Minifying JavaScript and Stylesheets
Minification of code is always good practice on a production server. Minification involves removing all unnecessary whitespace and comments, as well as, for clarity, replacing long variable names used in the code with shorter ones. Techniques like this are often applied to JavaScript, a programming language found in most websites. Take a look at the below code examples.
These two snippets are the same JavaScript function, but the lower one has been minified. The saving on this particular piece of code is 61.6%, just from changing variable names such as ‘firstNumber’ and ‘secondNumber’ to ‘e’ and ‘t’, and the variable called ‘multipliedNumbers’ to ‘n’. In theory then, once optimised the same code could be downloaded in less than half the time.
You might ask yourself if it’s worth the bother, especially considering that this piece of code is less than 1KB in size. Well, imagine that piece of code on a large, heavily-used site, such as that of a supermarket or online banking. If this piece of code were to be run 300 times an hour every hour, which is more than possible on a large site, the saving from the optimised code in an hour could be 80KB. In 24 hours, that figure would go up to just shy of 2MB of downloaded data. In a 30-day month, that becomes over 55MB. In a year? 676MB. All that data saved, just from removing characters that aren’t needed in the first place. By scaling up further, a single 100KB compressed JavaScript file can save gigabytes of unnecessary downloads each and every year.

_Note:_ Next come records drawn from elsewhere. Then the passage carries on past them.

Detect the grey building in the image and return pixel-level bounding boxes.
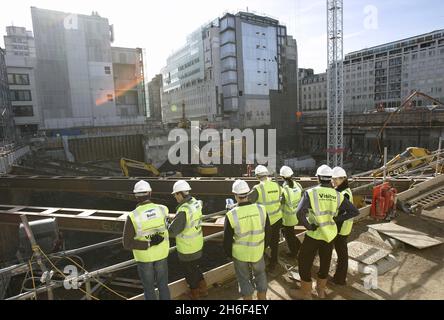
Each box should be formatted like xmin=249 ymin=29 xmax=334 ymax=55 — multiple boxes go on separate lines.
xmin=0 ymin=48 xmax=15 ymax=145
xmin=220 ymin=12 xmax=287 ymax=128
xmin=300 ymin=69 xmax=327 ymax=113
xmin=148 ymin=74 xmax=162 ymax=120
xmin=31 ymin=7 xmax=146 ymax=129
xmin=270 ymin=36 xmax=299 ymax=137
xmin=111 ymin=47 xmax=147 ymax=119
xmin=161 ymin=20 xmax=221 ymax=123
xmin=162 ymin=12 xmax=297 ymax=128
xmin=344 ymin=30 xmax=444 ymax=112
xmin=4 ymin=26 xmax=41 ymax=136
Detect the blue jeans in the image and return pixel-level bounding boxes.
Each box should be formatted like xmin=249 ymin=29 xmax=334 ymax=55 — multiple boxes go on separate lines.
xmin=137 ymin=258 xmax=171 ymax=300
xmin=233 ymin=257 xmax=268 ymax=297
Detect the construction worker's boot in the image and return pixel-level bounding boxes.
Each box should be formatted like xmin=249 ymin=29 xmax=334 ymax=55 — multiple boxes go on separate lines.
xmin=188 ymin=288 xmax=200 ymax=300
xmin=257 ymin=291 xmax=267 ymax=300
xmin=199 ymin=279 xmax=208 ymax=297
xmin=316 ymin=278 xmax=328 ymax=299
xmin=289 ymin=281 xmax=313 ymax=300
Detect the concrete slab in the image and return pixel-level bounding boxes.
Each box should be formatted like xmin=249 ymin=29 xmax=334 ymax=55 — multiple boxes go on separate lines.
xmin=348 ymin=241 xmax=390 ymax=265
xmin=369 ymin=223 xmax=442 ymax=249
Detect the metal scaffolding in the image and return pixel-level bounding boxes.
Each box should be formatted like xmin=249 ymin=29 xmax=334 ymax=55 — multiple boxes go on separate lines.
xmin=327 ymin=0 xmax=344 ymax=167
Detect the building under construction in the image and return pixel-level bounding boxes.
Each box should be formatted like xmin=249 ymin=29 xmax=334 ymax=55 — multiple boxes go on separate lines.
xmin=0 ymin=0 xmax=444 ymax=300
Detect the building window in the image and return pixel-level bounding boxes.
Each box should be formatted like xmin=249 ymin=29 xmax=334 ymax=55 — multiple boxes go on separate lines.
xmin=12 ymin=106 xmax=34 ymax=117
xmin=11 ymin=90 xmax=32 ymax=101
xmin=8 ymin=73 xmax=29 ymax=85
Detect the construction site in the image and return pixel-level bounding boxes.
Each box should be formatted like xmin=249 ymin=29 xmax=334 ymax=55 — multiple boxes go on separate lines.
xmin=0 ymin=0 xmax=444 ymax=300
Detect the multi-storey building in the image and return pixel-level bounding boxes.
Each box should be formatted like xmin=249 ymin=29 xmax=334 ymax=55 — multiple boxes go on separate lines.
xmin=4 ymin=26 xmax=41 ymax=136
xmin=344 ymin=30 xmax=444 ymax=112
xmin=148 ymin=74 xmax=162 ymax=120
xmin=300 ymin=69 xmax=327 ymax=112
xmin=301 ymin=30 xmax=444 ymax=113
xmin=0 ymin=48 xmax=14 ymax=146
xmin=161 ymin=21 xmax=220 ymax=122
xmin=162 ymin=12 xmax=297 ymax=127
xmin=31 ymin=7 xmax=146 ymax=129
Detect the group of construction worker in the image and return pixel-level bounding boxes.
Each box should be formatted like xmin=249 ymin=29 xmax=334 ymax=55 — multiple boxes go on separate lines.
xmin=123 ymin=165 xmax=359 ymax=300
xmin=123 ymin=180 xmax=208 ymax=300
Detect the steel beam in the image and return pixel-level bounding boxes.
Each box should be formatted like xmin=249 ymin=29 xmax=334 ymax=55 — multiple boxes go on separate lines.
xmin=0 ymin=175 xmax=424 ymax=199
xmin=0 ymin=205 xmax=223 ymax=235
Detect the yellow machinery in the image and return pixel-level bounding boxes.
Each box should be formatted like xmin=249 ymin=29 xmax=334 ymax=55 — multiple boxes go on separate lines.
xmin=197 ymin=164 xmax=218 ymax=177
xmin=373 ymin=147 xmax=436 ymax=177
xmin=120 ymin=158 xmax=182 ymax=177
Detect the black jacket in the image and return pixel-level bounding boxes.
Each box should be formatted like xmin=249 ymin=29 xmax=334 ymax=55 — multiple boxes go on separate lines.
xmin=224 ymin=202 xmax=271 ymax=258
xmin=296 ymin=184 xmax=359 ymax=230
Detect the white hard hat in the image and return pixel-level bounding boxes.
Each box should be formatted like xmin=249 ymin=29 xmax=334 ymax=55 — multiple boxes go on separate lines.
xmin=316 ymin=164 xmax=333 ymax=177
xmin=331 ymin=167 xmax=347 ymax=178
xmin=232 ymin=180 xmax=250 ymax=194
xmin=254 ymin=165 xmax=270 ymax=176
xmin=133 ymin=180 xmax=153 ymax=196
xmin=279 ymin=166 xmax=294 ymax=178
xmin=171 ymin=180 xmax=191 ymax=194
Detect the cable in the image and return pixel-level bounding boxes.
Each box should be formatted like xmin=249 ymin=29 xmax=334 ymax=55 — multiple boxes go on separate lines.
xmin=35 ymin=246 xmax=100 ymax=300
xmin=62 ymin=257 xmax=128 ymax=300
xmin=39 ymin=247 xmax=128 ymax=300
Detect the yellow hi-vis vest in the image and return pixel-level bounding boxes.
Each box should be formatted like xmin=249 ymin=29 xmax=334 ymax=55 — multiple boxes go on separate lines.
xmin=307 ymin=186 xmax=344 ymax=242
xmin=339 ymin=188 xmax=353 ymax=236
xmin=227 ymin=203 xmax=267 ymax=262
xmin=129 ymin=203 xmax=170 ymax=262
xmin=176 ymin=198 xmax=203 ymax=254
xmin=254 ymin=180 xmax=282 ymax=225
xmin=282 ymin=181 xmax=302 ymax=227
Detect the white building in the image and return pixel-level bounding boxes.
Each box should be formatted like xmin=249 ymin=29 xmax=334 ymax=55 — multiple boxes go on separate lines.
xmin=161 ymin=21 xmax=221 ymax=123
xmin=162 ymin=12 xmax=290 ymax=128
xmin=4 ymin=26 xmax=41 ymax=136
xmin=31 ymin=7 xmax=146 ymax=129
xmin=344 ymin=30 xmax=444 ymax=112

There are a range of sites on the internet where you can manually minify your JavaScript and CSS code, but if you’re working with an MVC site, there are usually options within the project that allow automatic code compression. Either way, it’s more than worthwhile trimming the fat from your code.
Caching Data
From a heavier programming point-of-view, data can be cached in .NET to improve response times for the data to be displayed on page. Take for example, a blog page. The blogs are more than likely going to be stored in a database and when a user loads the page, this list of blogs is retrieved from the database, stored in a list and then displayed to the user however the developer wishes. But, how often are new blogs going to appear on the site? Realistically, at most once every couple of days, maybe even once a week, once a month or less. So, does it really make sense to be hitting the database with additional requests for the same data, when it is unlikely to have changed?
If the answer to that last question was no, then caching can be implemented. After the list of blogs is initially retrieved, they can be stored as a list in the cache, for a specified period of time. This time can be anything from seconds to hours, depending on the required refresh rate of the data. When the data is called a second time, the database will only be called for data when the cache for that particular item is empty, otherwise the list of data in the cache is used first. In some circumstances this can be a couple of hundred database requests saved by simply implementing a cache feature.
So just how good is my site?
To start to get a measure of how optimised your site is, look at Google Page Speed Insights. Enter your URL and allow Page Speed Insights to analyse your website for un-optimised images, un-compressed code and poor server response times. At the end of the analysis, a score between 0 and 100 is returned - the higher the score, the better the optimisation of the website.
A main reason why Google offer this service is due to page speed being one of their ranking factors. This means that every site that appears in their search results has its page speed checked and the resulting score will have an effect on its rank. It shouldn’t be a surprise that visitors like using quick loading websites, but search engines like to recommend them too. All this means that faster loading, better optimised sites can receive more traffic from organic search.
The Final Word
Optimising your website might seem pointless as you can’t see anything right away, but this time is definitely a good investment. Remember, visitors will form a first impression of your site within seconds, and you don’t want to get off to a bad start by making your users wait for images and functionality to download, do you?